The composition of the family is something that we often consider, and we do find differences between couple families and single parent families - but often we found that those differences which appear to exist between couple families and single parent families are more to do with the circumstances in which those families are living - you know, the income that is available, whether or not the parent is employed, the area that they live in - and less to do with simply the fact that there is only one parent in the household. Also there are quite differentiating aspects of the types of mothers who tend to live on their own, the types of mothers who are in couple families - so they tend to be younger which means that they often don’t live in their own house, sometimes they live with their own parents, so the child is in the household with a grandparent, and that can affect caring situations and use of different types of childcare.
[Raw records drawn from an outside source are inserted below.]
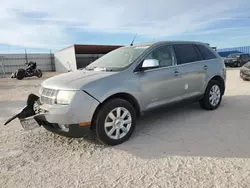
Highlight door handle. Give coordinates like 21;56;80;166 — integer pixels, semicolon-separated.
173;70;180;76
203;65;208;70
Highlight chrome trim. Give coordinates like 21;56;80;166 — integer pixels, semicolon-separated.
39;87;58;105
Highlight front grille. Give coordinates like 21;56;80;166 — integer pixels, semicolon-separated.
40;87;58;105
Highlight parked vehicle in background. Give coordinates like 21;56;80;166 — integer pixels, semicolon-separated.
5;41;226;146
11;61;43;80
240;61;250;81
224;53;250;67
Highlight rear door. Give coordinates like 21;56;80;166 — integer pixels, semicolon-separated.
172;43;206;99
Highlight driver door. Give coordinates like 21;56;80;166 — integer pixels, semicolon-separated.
137;45;183;110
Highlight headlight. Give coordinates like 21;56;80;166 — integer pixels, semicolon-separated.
233;59;237;61
56;90;76;105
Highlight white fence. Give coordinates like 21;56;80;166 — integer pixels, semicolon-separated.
0;53;55;75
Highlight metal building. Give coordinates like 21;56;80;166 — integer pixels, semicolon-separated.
217;46;250;57
54;44;122;72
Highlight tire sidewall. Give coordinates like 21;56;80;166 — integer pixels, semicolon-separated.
96;99;136;146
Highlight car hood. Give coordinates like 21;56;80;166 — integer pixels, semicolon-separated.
41;70;117;90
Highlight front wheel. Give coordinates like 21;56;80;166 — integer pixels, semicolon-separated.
16;69;25;80
199;80;222;110
36;69;43;78
95;99;136;146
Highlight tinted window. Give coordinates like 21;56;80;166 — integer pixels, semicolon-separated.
145;45;176;68
196;44;217;60
173;44;201;65
194;46;205;61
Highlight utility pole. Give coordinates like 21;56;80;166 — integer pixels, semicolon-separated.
24;49;28;64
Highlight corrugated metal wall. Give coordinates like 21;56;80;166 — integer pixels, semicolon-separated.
217;46;250;57
0;53;55;74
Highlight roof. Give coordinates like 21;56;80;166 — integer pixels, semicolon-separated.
74;44;123;54
131;40;209;48
57;41;211;54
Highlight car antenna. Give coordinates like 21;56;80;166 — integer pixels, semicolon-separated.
130;33;137;46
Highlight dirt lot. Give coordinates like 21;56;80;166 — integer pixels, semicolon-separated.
1;69;250;188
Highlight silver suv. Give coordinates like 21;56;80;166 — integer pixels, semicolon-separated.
5;41;226;146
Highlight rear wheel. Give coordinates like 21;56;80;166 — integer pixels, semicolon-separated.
199;80;222;110
237;62;241;67
95;99;136;146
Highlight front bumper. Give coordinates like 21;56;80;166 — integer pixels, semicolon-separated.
36;117;91;138
5;91;100;138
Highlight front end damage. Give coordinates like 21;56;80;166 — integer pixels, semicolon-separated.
4;93;91;138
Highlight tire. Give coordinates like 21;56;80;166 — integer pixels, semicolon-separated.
199;80;222;110
237;62;241;67
36;69;43;78
95;99;136;146
16;69;25;80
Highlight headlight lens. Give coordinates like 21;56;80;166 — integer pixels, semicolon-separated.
56;90;76;105
233;59;237;61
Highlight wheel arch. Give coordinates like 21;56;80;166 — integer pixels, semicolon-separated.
90;92;141;129
208;75;225;95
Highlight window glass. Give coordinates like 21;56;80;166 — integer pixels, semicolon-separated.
145;45;176;68
86;46;149;71
196;44;217;60
194;46;205;61
173;44;201;65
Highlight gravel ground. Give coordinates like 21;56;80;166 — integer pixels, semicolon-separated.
1;69;250;188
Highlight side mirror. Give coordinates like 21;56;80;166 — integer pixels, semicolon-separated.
141;59;159;69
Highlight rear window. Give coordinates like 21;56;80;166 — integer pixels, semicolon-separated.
173;44;203;65
196;44;217;60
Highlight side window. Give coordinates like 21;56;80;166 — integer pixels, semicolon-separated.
173;44;201;65
194;46;205;61
145;45;176;68
196;44;217;60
A lot of the very recent developments tie in quite closely with a lot of the findings we are producing, so the importance of early intervention, for example, you know we are increasingly finding … we are starting to analyse outcome data now at age 5 and age 6, so at school entry. But we are increasingly finding that some of the data we have collected at 10 months has an association with what is happening with the child at age 5, with the insinuation therefore that maybe if things are different at 10 months, then they are going to be different at age 5. And quite a lot of the stuff that we have measured at 10 months wouldn’t be particularly difficult to change. And there is a sense that that is really impacting now on the very core of Scottish government - you know, we have got a Finance Committee who have just completed an inquiry into preventative spending which is purely about early intervention, about spending money at the early part of the resource to avoid crisis spending. Yes, something like the Early Years framework embodies a whole sense of government recognising the importance of that period in influencing later outcomes, and I think today … the Early Years framework has been an excellent idea in principle - I am not sure to what extent we have fully exploited everything that has been committed to in it, but we are getting there. You know, there is talk of Early Years legislation being developed, so our data is going to increasingly have relevance, I would say, particularly over the next year or two as these Early Years issues start coming into the main forum at the centre of policy discussion and legislative discussion.